Irvan menyodorkan satu gelas kopi panas ke dekatku, satu gelas lagi ia
tarik ke dekatnya. Aku tertegun, ajakan yang tidak pernah kuduga sebelumnya,
dan aku baru paham maksud dua gelas kopi panas itu.
"Benar-benar
begadang Sep, bukan setengah begadang, he."
Senyumnya itu ledekan
buatku. Asal kamu tahu saja Van, aku masih berpegang teguh pada pendapat para
ahli, bahwa yang pernah kulakukan itu adalah begadang, bukan setengah begadang.
Tangan Irvan masih sibuk menggunting kertas scotlite,
lalu mengkeluknya hingga menjadi sebuah huruf. Huruf A, kemudian L, lalu I, dan
seterusnya hingga huruf-huruf itu, nanti akan menjadi kata AL-ITTIHAD.
"Gimana
Sep?"
Tanyanya kembali,
pandangannya masih tertuju ke barisan huruf yang sudah selesai ia buat. Lalu ia
mengambil huruf D, ia julurkan tangannya menjauhkan huruf itu dari
pandangannya, ia pejamkan sebelah matanya, seolah sedang meneliti, mengkaji
huruf itu, mencari bagian-bagian yang belum sempurna. Huruf itu diputar lalu dibalik, lalu dengan satu
gerakan, ia menghaluskan bagian yang kurang balance dengan gunting di
tangan kanannya.
"Perfecto!"
Lagunya. Menyebalkan.
Aku belum bisa menjawab ajakan itu. Efek begadang sangat dahsyat. Aku
teringat kembali kejadian tidur di pos ronda itu. Shalat shubuh sudah lewat.
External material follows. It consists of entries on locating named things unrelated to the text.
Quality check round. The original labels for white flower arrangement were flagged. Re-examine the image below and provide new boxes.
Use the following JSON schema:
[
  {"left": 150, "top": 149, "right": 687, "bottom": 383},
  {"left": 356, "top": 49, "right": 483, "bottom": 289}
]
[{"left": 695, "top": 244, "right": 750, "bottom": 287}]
Akhirnya aku pulang, karena masih ngantuk kulanjutkan tidurku di rumah, pulas
sekali, hingga menjelang ashar. Jika ibuku tidak memercikkan air di wajahku,
shalat dzuhur pasti lewat juga. Itu baru efek begadang sampai jam satu. Jika
sampai shubuh, pasti efeknya akan lebih dahsyat.
"Kudengar kamu mahir kaligrafi Arab."
"Bukan mahir, tapi bisa."
"Ya sama saja. Ayolah Sep, bantu aku membuat kaligrafi Arab. Aku tidak begitu mahir membuat kaligrafi Arab.
Keahlian kamu sangat dibutuhkan untuk suksesnya acara besok."
Mendengar kalimat ‘suksesnya acara besok‘, aku mulai ragu.
"Coba kamu bayangkan Sep, Kaligrafi huruf Latin dan Arab dipadukan.
Wuiih sangat indah Sep. Kamu tau Sep? Pada acara besok, Semua kamera akan
tertuju ke atas panggung. Dan tau enggak Sep? "
Irvan menyeruput kopi bagiannya. Aku menunggu kelanjutan ucapannya.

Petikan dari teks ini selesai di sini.